Un avion de rapatriement d’Air France criblé de balles au Congo Brazzaville

Un Airbus A330-200 de la compagnie aérienne Air France qui devait rapatrier des Français vers Paris, dimanche 12 avril 2020, a été endommagé samedi soir par des impacts de balles dus à des tirs sur le tarmac de l’aéroport de Pointe-Noire en République de Congo.

L’appareil qui a essuyé des tirs d’arme automatique à l’aéroport international A.A. Neto de Pointe-Noire, d’où il devait redécoller dimanche 12 avril 2020, avait été spécialement affrété par le Gouvernement français pour ramener en France, une centaine de Français bloquée au Congo à cause de la pandémie du COVID-19 dont la propagation de la maladie a provoqué la fermeture des frontières dans la plupart des pays à travers le monde.

Selon la direction de l’aviation civile et Air France, cet incident fait suite à une altercation entre des éléments de la gendarmerie des frontières, et il ne s’agit pas d’une attaque préméditée.

Heureusement, aucun des membres de l’équipage ou des passagers n’étaient présents au moment de l’attaque de l’avion.
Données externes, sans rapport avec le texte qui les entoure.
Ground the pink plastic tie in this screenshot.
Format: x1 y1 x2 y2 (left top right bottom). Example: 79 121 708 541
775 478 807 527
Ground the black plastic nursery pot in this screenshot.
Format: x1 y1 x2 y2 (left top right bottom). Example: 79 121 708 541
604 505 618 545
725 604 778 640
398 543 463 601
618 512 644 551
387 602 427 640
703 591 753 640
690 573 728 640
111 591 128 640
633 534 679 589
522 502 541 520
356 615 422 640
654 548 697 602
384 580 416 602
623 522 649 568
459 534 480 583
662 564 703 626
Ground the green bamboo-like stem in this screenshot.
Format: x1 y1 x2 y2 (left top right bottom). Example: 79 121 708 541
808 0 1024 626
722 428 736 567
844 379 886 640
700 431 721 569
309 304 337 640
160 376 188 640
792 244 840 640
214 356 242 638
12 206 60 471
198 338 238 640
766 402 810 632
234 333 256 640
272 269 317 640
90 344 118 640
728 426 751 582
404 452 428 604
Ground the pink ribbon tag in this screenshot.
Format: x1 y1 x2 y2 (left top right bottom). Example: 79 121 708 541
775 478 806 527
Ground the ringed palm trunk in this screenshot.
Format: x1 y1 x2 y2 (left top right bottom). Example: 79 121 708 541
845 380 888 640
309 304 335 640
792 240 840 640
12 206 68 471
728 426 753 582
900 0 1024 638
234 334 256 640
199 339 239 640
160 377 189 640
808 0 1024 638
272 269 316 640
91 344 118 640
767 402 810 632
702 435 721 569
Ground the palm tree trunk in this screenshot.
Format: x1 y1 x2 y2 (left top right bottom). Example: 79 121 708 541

Par ailleurs, le sergent de la brigade aéroportuaire auteur des tirs, apparemment ivre, a été arrêté sur le champ.

L’appareil était immobilisé sur place et « placé sous la surveillance de la gendarmerie du Transport aérien et d’un prestataire de sûreté d’Air France », selon la compagnie aérienne.

Suite à cet incident, Air France a déposé plainte pour les dommages causés à l’avion. « Une enquête a été ouverte par les autorités locales », ajoute-t-elle.

Quant aux autorités congolaises, elles ont choisi de régler cette affaire à l’amiable en demandant simplement des excuses à la France. Ainsi, le Ministre congolais des Affaires étrangères, de la Coopération et des Congolais de l’étranger, Jean Claude Gakosso, a transmis « ses profonds regrets » à son homologue français Jean-Yves Le Drian, après ce « grave incident. »

«  Je voudrais, en cette  circonstance malheureuse, vous exprimer, au nom du Gouvernement de la République du Congo, mes profonds regrets et vous assurer qu’une enquête a été ouverte par les services habilités afin de clairement établir les circonstances et les responsabilités », indique-t-il.

Pour ramener l’équipage et les quelque 110 passagers, Air France a envoyé un autre appareil, un Boeing 777-200ER,  pour les rapatrier en France via Bangui.